Lessons From Adversity
The days of adversity teach “it is appointed unto men once to die, but after this the judgment” (Heb. 9:27). Death shows no respect of persons. “All things come alike to all: there is one event to the righteous, and to the wicked; to the good and to the clean, and to the unclean; to him that sacrificeth, and to him that sacrificeth not: as is the good, so is the sinner; and he that sweareth, as he that feareth an oath” (Eccl. 9:2). This truth should not make one pessimistic concerning life. It should cause the individual to recognize the reality of death, and the necessity to consider the incorruptible part of man’s being.
Secondly, the days of adversity teach the need for the inward man to be “renewed day by day” (2 Cor. 4:16). It is an easy mistake of life to pursue certain interests to the exclusion of man’s spiritual needs. The Preacher said, “All the labor of man is for his mouth, and yet the appetite (Heb., soul) is not filled” (Eccl. 6:7). Jesus said, “Labor not for the meat which perisheth, but for that meat which endureth unto everlasting life, which the Son of man shall give unto you: for him hath God the Father sealed” (Jn. 6:27). When one stands before the “Father of Spirits” in judgment, how one has prepared his soul for eternity is the thing that matters.
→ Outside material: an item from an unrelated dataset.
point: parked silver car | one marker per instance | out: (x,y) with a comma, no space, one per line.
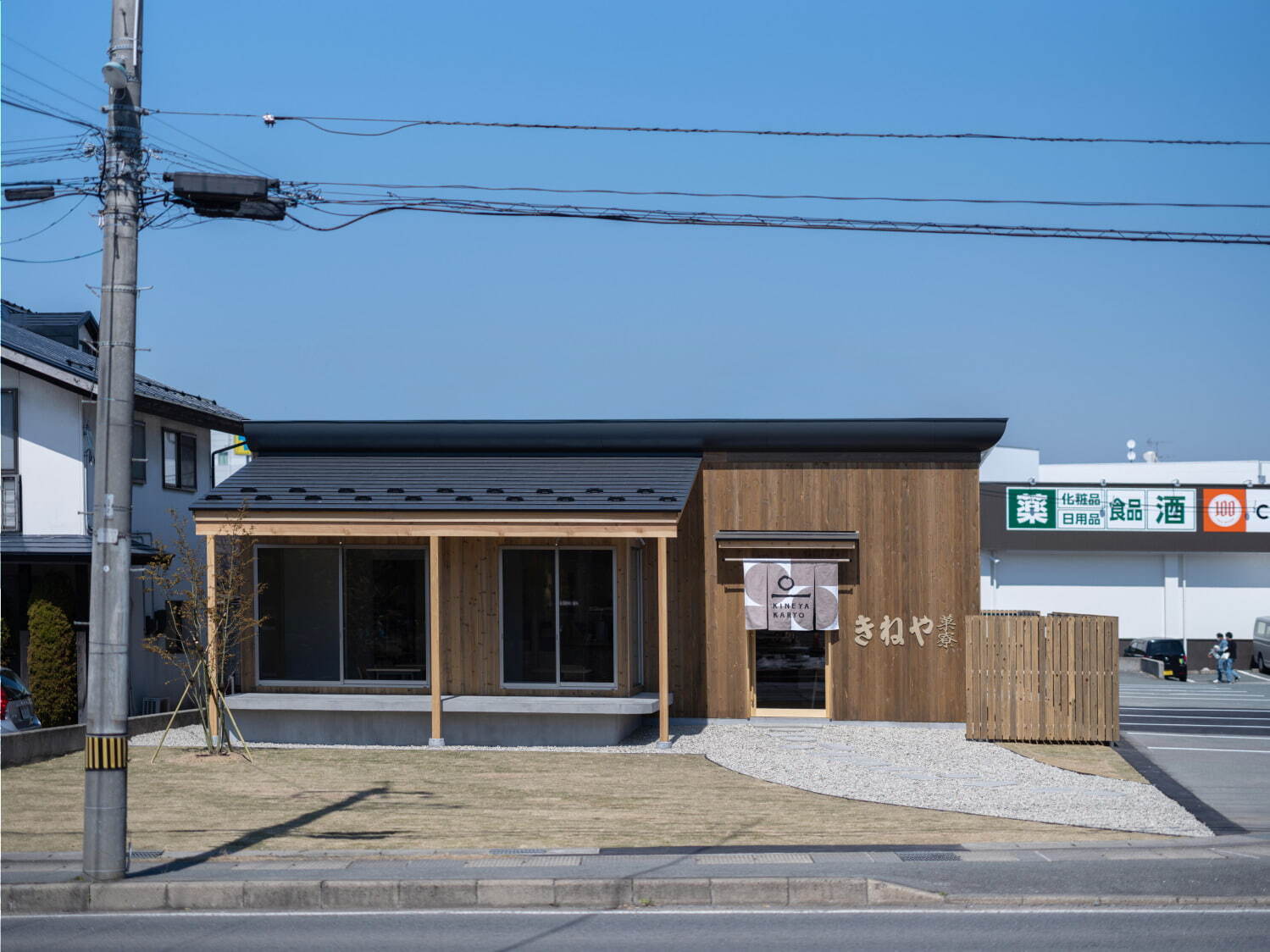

Thirdly, the days of adversity teach that one must work “while it is day” (Jn. 9:4). The night will come when man can no longer work. Today is the only day that the Christian has to labor in the Kingdom. Yesterday is gone. To dwell upon the past can create indifference and discontentment with the present (Eccl. 7: 10). The future is unknown. The Bible says, “Boast not thyself of tomorrow; for thou knowest not what a day may bring forth” (Prov. 27: 1). Therefore, the Christian must use the opportunities of today to their best advantage.
Finally, the days of adversity teach the necessity of faith that will sustain through the hour of trial. Trials of life are essential to test the quality of one’s faith. Furthermore, the hour of trial is not the time that faith is developed. The faithful Christian will continually “perfect that which is lacking in your faith” (1 Thess. 3:10). When the dark days of adversity come, the mature Christian will have sufficient faith to endure the time of crisis.